Midnapore, March 26: Grants to a girls’ higher secondary school in West Midnapore may be withheld if the institution continues to deny a teacher’s post to a qualified but blind woman.
District inspector of schools Nurul Hasan threatened to stop the grant-in-aid to Belda Pravati Girls’ Higher Secondary School after it refused to absorb Jhulan Mukhopadhyay as a faculty member.
Jhulan, who was born in 1976 with a congenital eye ailment, turned blind when she was two-and-half-years old.
“I am issuing a notice to the school authorities asking them to provide employment to Jhulan in a week. Otherwise, I shall not only stop grant-in-aid for the school but dismantle its managing committee and appoint an administrator to run the institution,” Hasan said today. He made it clear that a person empanelled by the School Service Commission has to be taken in.
Though disappointed, the Midnapore girl is unwilling to move court against the school at the moment. “Let me wait a few more days,” she said but also added: “I shall fight to the end for justice.” An MA in English with a B.Ed degree, she sat for the recruitment test conducted by the School Service Commission last year.
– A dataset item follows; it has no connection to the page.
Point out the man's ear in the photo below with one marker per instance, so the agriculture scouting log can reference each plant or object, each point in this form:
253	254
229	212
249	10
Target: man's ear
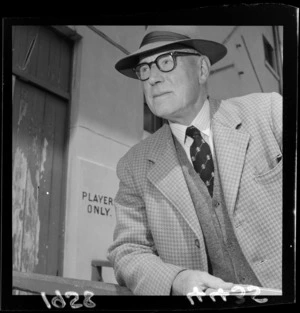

Jhulan came to know that she had been empanelled as an English teacher at Belda Pravati school this year. The commission asked her to get in touch with the school authorities “immediately”.
Her ordeal began in January. “I first visited the school on January 7 to know when I should join. At this, the authorities told me not to bother them and that I would be informed at the proper time. Having heard nothing for nearly two months, I contacted the commission, which asked me to again get in touch with the school between March 20 and 29. Till now, I have not got a response. I have come to know from sources that the school will not absorb me as I am blind,” Jhulan said, tears in her eyes.
Her apprehension was not baseless. Kalpana Panda, the headmistress of the school, said: “We are helpless. It’s true that the school has no English teacher for the past three years. But we cannot appoint a blind person since this will compound the problem for the students. If she does not read or write, how will she teach?”
Asked about the threat to grants, a school managing committee member who did not want to be named said tonight they would take up the issue with “higher authorities”. “We shall explain our difficulties to them.”